Tunable bifunctional silyl ether cross-linkers for the design of acid-sensitive biomaterials

Abstract

Responsive polymeric biomaterials can be triggered to degrade using localized environments found in vivo. A limited number of biomaterials provide precise control over the rate of degradation and the release rate of entrapped cargo and yield a material that is intrinsically nontoxic. In this work, we designed nontoxic acid-sensitive biomaterials based on silyl ether chemistry. A host of silyl ether cross-linkers were synthesized and molded into relevant medical devices, including Trojan horse particles, sutures, and stents. The resulting devices were engineered to degrade under acidic conditions known to exist in tumor tissue, inflammatory tissue, and diseased cells. The implementation of silyl ether chemistry gave precise control over the rate of degradation and afforded devices that could degrade over the course of hours, days, weeks, or months, depending upon the steric bulk around the silicon atom. These novel materials could be useful for numerous biomedical applications, including drug delivery, tissue repair, and general surgery.

Figure 1

Scanning electron micrographs of 5 μm cubes (1A, 1B) and 3 μm hexnut particles (1C, 1D) fabricated using PRINT. (Scale bar: 10 μm)

Figure 2

Percent rhodamine-B release verses time for 5 μm cube particles fabricated from (A) DMS, (B) DES, and (C) DTS cross-linkers.

Figure 3

Transmission electron micrographs of PRINT hexnut particles incubated in HeLa cells. Rapidly degrading hexnut particles fabricated from the DMS crosslinker (A, scale bar: 10 μm and B–F, scale bar: 0.5 μm), and non-degrading hexnut particles fabricated from the DTS crosslinker (G–H, scale bar: 0.5 μm).

Figure 4

Confocal laser scanning micrographs of HeLa cells incubated with rapidly degrading hexnut particles (green) and non-degrading hexnut particle (red). Micrographs highlight the phases of particle degradation: swelling (a), fragmentation (b), and complete degradation (c). The non-degradable particles showed no change when exposed to intracellular conditions (d) (scale bar: 10 μm).

Figure 5

Cell viability assay (CellTiter-Glo^®) of hexnut particles fabricated from DMS, DES, DIS and DTS crosslinkers. The assay was performed using HeLa (A) and SKOV3 (B).
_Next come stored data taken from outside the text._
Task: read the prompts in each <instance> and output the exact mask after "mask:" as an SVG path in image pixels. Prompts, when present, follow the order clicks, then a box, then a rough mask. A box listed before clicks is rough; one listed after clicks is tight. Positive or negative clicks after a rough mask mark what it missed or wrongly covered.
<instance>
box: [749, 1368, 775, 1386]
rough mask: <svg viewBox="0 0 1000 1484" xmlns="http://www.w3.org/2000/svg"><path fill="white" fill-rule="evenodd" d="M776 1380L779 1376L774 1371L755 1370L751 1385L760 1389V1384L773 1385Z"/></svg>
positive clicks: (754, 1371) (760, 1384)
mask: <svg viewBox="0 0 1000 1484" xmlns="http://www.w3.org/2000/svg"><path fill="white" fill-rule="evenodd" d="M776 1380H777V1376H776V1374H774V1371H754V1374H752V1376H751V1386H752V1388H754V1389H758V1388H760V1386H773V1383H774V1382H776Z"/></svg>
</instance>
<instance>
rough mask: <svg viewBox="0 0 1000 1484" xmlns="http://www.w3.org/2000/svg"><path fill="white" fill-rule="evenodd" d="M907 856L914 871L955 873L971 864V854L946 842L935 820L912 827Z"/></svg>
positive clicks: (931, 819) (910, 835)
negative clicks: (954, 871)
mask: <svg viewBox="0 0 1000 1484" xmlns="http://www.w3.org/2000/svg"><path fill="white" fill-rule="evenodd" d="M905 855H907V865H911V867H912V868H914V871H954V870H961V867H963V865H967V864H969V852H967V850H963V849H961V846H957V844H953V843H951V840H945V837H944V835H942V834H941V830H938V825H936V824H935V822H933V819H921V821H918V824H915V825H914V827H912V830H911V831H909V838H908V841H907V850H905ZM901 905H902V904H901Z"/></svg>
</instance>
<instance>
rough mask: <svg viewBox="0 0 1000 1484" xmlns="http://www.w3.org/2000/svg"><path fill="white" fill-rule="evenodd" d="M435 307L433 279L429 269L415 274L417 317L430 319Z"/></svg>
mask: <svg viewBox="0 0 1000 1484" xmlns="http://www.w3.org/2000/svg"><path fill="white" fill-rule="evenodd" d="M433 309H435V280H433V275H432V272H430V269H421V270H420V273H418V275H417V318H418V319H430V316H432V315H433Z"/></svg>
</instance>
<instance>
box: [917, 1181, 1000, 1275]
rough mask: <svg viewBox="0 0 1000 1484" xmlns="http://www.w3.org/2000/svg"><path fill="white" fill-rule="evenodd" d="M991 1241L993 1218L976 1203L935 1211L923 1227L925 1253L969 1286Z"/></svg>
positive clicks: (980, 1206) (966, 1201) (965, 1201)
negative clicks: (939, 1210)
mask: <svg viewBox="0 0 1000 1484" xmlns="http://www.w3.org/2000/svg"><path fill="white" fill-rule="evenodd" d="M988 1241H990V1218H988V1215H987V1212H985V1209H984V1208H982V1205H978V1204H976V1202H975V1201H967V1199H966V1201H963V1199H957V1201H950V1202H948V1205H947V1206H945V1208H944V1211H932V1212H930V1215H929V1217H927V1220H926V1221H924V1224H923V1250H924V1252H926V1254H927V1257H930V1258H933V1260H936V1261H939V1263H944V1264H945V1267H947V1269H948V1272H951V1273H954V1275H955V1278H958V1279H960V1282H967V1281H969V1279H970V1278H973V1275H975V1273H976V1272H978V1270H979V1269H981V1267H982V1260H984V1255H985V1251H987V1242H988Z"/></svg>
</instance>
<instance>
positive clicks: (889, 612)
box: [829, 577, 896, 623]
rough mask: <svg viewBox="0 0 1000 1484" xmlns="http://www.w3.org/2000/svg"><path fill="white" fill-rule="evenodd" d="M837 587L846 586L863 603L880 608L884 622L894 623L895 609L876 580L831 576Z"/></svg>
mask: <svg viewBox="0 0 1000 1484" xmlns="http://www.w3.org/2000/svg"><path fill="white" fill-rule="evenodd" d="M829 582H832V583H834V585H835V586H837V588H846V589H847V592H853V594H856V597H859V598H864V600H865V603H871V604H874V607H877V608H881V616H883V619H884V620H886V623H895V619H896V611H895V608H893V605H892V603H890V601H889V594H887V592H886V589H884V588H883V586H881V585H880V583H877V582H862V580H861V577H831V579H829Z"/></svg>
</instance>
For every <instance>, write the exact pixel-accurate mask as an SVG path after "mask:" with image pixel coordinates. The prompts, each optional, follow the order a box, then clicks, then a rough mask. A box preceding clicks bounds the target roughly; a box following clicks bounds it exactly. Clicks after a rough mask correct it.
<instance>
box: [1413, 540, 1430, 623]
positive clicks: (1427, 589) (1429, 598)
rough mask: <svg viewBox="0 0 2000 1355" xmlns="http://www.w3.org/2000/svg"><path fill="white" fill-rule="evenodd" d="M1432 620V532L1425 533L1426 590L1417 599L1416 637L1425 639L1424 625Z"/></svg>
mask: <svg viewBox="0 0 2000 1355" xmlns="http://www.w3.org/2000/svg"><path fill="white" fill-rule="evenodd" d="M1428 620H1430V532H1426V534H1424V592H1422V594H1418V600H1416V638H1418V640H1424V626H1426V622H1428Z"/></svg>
Figure 6. Biomedical devices fabricated from silyl ether crosslinkers

A, A silyl ether suture fabricated from DMS and rhodamine-B was degraded in media buffered at pH 7.4 and pH 5.0 (scale bar: 1 cm). B, Silyl ether stents fabricated from compounds 1, 2, 3 and 4 (from left to right). Each stent was placed in a medium buffered at pH 5.0 and allowed to degrade (scale bar: 1 cm).

Scheme 1

Synthesis of bifunctional silyl ether (BSE) cross-linkers.